There’s even an option to turn on SuperHot mode, which apes the game in question, complete with white and red aesthetic. Enemies only move when you move which turns each level into a hyper-violent chess variant. Unless you expressly set enemies to be weak, however, you’re going to have to fight for your life, no matter what mode you’re in. The Arena mode, which pitches you against waves of foes, has a learning curve; start a fight in Paint the Town Red’s regular mode and you’ll get a challenge every time.
And I haven’t even covered the roguelike mode, dubbed ‘Beneath’. It’s not initially as difficult as surviving Paint the Town Red‘s pub fights, but it escalates very quickly. You get to choose your class, purchase weapons and, although permadeath is a fixture, if you play it enough you’ll earn permanent upgrades. You can’t exit each dungeon level until you’ve earned a specific amount of gold so you’re left wondering whether to buy a ghoul-decapitating sword or hold onto your hard-earned cash.

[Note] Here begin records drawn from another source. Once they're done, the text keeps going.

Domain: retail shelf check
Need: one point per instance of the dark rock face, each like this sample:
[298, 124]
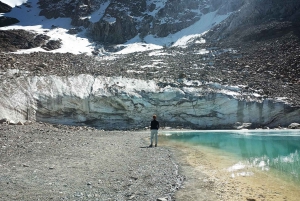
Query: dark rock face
[123, 20]
[12, 40]
[7, 21]
[4, 8]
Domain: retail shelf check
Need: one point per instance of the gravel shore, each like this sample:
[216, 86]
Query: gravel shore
[54, 162]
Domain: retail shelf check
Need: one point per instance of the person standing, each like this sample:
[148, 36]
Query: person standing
[154, 130]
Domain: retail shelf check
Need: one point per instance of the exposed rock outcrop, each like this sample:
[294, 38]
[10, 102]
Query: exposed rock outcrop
[13, 40]
[6, 21]
[4, 8]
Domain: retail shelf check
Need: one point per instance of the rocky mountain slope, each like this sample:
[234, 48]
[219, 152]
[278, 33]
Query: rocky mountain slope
[247, 71]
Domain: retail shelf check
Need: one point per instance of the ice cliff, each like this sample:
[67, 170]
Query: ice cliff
[123, 103]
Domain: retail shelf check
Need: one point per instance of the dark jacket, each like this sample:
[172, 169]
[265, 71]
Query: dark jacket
[154, 124]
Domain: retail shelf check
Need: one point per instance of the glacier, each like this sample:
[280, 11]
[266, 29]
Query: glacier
[126, 103]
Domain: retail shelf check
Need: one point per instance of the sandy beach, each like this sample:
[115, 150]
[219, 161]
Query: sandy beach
[55, 162]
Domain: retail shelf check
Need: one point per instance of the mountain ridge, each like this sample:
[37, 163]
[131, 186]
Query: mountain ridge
[259, 61]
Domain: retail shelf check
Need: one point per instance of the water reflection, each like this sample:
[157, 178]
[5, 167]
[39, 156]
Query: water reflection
[266, 150]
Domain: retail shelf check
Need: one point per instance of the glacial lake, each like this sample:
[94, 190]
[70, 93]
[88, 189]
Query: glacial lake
[275, 151]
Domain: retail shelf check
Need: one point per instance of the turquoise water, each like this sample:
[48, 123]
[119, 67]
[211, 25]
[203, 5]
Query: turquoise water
[275, 150]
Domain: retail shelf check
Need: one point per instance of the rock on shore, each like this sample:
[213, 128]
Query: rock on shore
[43, 162]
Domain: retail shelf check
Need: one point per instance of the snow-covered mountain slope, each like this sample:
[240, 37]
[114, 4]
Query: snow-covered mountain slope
[148, 23]
[182, 60]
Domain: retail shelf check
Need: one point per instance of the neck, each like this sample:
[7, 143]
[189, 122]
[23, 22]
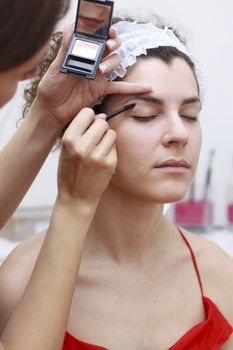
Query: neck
[127, 228]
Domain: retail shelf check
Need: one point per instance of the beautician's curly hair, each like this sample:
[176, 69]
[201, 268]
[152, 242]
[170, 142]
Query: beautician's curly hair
[26, 25]
[166, 54]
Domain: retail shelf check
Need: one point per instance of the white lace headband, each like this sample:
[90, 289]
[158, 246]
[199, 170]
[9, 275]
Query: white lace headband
[136, 38]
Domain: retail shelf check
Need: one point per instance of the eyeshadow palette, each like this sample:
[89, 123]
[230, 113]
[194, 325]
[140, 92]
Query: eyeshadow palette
[87, 43]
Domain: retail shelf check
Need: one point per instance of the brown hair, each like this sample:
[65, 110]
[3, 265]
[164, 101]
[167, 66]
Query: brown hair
[26, 25]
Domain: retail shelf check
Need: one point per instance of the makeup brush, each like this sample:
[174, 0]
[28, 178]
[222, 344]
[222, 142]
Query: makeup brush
[208, 175]
[120, 110]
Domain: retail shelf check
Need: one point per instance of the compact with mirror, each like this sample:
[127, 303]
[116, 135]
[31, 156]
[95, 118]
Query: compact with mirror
[87, 44]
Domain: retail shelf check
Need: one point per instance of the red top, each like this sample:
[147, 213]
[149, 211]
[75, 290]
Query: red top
[210, 334]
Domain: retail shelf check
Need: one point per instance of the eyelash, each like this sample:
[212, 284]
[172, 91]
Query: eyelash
[144, 119]
[189, 119]
[152, 117]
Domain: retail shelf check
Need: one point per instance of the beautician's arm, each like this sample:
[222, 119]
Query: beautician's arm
[59, 98]
[87, 162]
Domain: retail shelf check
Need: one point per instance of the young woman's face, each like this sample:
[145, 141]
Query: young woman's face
[9, 79]
[158, 141]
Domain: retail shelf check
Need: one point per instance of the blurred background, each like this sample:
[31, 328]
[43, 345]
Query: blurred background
[208, 208]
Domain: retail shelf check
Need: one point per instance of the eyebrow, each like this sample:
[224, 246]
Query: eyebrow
[158, 101]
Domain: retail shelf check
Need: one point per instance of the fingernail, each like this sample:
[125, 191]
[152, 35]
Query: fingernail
[101, 116]
[111, 44]
[103, 68]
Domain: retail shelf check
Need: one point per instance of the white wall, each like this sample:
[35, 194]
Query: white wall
[209, 26]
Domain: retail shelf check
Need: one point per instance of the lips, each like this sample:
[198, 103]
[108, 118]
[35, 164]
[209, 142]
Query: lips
[173, 163]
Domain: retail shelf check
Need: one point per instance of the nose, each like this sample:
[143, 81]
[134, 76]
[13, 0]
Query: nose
[176, 131]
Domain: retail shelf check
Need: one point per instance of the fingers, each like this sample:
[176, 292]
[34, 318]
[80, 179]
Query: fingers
[108, 65]
[121, 87]
[88, 134]
[67, 32]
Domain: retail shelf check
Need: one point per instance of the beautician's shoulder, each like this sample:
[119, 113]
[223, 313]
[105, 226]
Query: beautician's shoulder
[15, 273]
[216, 272]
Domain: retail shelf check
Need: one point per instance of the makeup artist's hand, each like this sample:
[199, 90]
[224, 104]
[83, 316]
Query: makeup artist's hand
[64, 95]
[88, 158]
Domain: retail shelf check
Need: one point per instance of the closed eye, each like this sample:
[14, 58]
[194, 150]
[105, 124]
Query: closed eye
[141, 118]
[189, 118]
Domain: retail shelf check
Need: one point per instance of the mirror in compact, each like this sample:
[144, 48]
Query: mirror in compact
[87, 44]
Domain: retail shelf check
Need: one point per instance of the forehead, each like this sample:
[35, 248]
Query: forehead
[175, 78]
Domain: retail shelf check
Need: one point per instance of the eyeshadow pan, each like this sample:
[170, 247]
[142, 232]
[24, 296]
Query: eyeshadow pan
[85, 49]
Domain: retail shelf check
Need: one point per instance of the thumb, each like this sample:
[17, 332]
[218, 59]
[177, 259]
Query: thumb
[67, 32]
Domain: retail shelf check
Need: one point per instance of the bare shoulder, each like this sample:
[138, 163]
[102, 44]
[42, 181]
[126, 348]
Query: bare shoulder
[216, 270]
[15, 273]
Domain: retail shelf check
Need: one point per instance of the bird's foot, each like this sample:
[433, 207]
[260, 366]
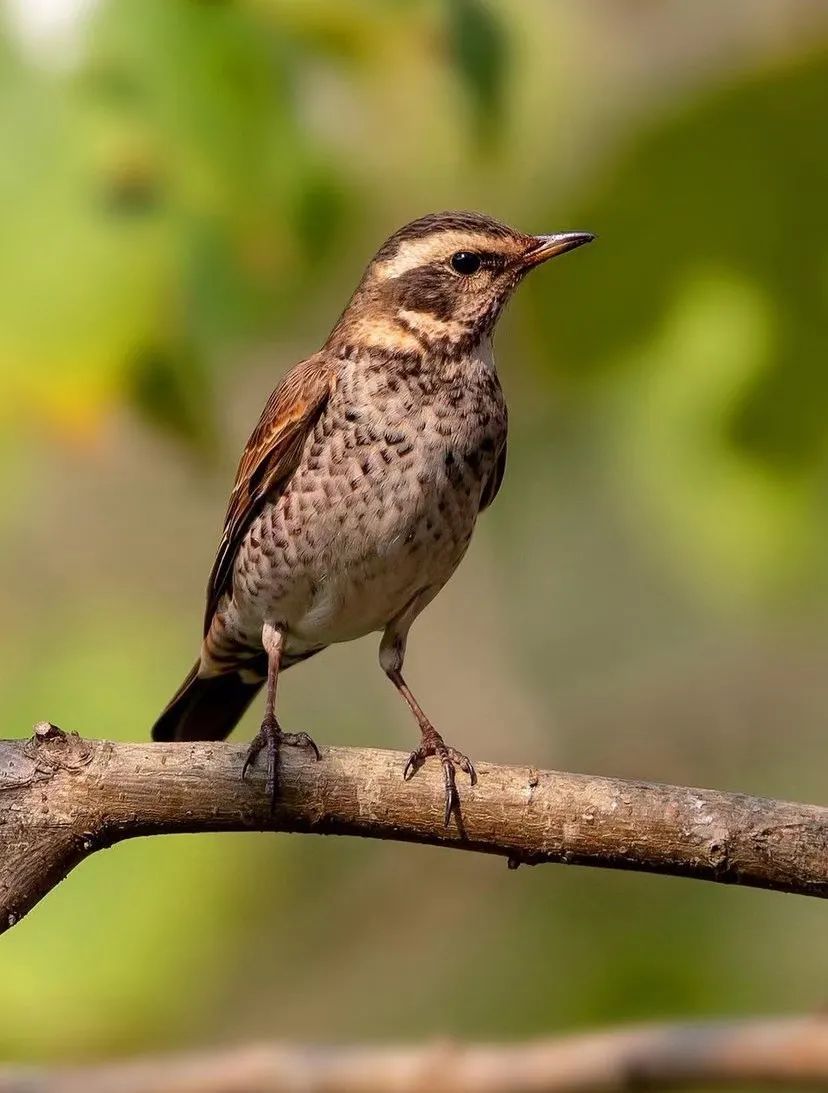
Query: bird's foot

In fact, that’s Paint the Town Red in a nutshell; it’s got so many other great touches, some there to challenge you, some just to entertain. There’s the way the soundtrack takes things up a notch but, if you happen to punch the DJ, band or so forth, the music disappears only to return a little later. There’s the easy-to-miss gnomes who charge through the dungeon, challenging you to catch them before they disappear into the portal. Wander around before you throw a punch and you’ll see all these little tableaus taking place, which will leave you itching to disrupt them.
On top of that, if you’re playing on Steam you can download extra user-made levels – though console players are mostly out of luck on that front (any added levels would have to be curated by the developers). Speaking of extras, I’d pay good money for a split-screen mode; sharing Paint the Town Red‘s ludicrous mayhem would really be something else.
Including the dungeon-crawling mode Beneath does damage Paint the Town Red‘s sense of identity a little, but it’s certainly not a deal breaker. The real joy of this game is the fact that you can dip into it for 30 minutes or so of gore-soaked fun; if you’ve had a tough day, it could be quite a cathartic experience. Paint the Town Red may have spent more time in Early Access than most, but it’s still a bloody joy to play. Just don’t think throwing the first punch means you’ll come out on top.